Medicare is a federally operated insurance program that people pay into with payroll or self-employment taxes. Anyone who is over the age of 65, regardless of income level, may receive Medicare coverage. People with severe disabilities may also receive benefits. Like most health insurance policies, there are monthly premiums and yearly deductibles based on the plan chosen.
What is Medicaid?
While Medicaid is another federal program, each state is responsible for its administration. The program is designed to help cover medical expenses for those who meet certain eligibility criteria, including children and parents as well as those ages 65 and older. The greatest difference between Medicare and Medicaid is that Medicaid provides coverage for long-term healthcare services and support.
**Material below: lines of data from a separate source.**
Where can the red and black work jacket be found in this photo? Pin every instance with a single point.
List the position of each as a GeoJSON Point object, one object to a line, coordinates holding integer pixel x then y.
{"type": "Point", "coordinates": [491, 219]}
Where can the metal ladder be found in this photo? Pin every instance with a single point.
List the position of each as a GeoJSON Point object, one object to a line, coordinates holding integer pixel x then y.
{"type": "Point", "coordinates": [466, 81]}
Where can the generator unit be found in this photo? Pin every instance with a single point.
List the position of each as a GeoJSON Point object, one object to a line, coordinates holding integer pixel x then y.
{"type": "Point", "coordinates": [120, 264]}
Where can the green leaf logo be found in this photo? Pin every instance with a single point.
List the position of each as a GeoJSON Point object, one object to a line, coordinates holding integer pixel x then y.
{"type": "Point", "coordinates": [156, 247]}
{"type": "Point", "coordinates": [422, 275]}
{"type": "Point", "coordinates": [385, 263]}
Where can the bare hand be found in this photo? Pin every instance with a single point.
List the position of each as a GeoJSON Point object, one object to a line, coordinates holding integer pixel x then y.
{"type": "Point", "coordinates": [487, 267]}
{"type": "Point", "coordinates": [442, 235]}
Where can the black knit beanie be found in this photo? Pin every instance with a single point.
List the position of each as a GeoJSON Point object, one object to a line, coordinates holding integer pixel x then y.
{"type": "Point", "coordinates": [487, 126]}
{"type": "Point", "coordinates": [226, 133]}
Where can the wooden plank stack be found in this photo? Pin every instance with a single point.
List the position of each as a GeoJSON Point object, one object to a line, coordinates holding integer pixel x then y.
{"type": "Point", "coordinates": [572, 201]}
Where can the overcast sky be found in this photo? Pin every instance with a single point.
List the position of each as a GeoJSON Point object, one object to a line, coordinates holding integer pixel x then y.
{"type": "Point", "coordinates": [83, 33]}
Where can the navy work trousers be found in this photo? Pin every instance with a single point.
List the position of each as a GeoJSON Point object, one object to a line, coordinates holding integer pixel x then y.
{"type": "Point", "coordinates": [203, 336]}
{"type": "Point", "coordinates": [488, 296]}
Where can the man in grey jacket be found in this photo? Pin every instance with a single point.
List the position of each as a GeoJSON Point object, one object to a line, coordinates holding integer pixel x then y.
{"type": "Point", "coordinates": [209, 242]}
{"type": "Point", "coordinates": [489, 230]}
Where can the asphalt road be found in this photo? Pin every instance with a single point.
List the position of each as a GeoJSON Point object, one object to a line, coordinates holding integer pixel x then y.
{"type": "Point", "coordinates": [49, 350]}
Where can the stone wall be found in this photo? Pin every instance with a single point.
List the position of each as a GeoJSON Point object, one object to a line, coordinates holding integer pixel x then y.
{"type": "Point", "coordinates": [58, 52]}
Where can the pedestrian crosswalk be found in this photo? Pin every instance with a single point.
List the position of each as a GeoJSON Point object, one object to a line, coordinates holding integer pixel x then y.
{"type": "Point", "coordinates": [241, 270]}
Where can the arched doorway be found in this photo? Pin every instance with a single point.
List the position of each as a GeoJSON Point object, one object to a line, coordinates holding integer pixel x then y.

Who is eligible for Medicaid?
While eligibility for Medicaid is based on income, it is not just for those with low incomes. Even people with nearly $1 million in assets can -- and should -- apply for benefits in certain circumstances. Here's why:
The average monthly cost for nursing home care in Colorado is more than $7,800. In the Denver area, it can cost between $9,000 and $10,000 per month. At that rate, even a millionaire can go broke in less than 10 years.
Medicaid was designed to allow people of many income levels to afford quality nursing care. There are also provisions that allow healthy spouses to retain assets and income on which to live.
Colorado rules may be slightly different from other states. This is why it is important to consult a professional from your area -- or where your loved one lives -- when you have questions.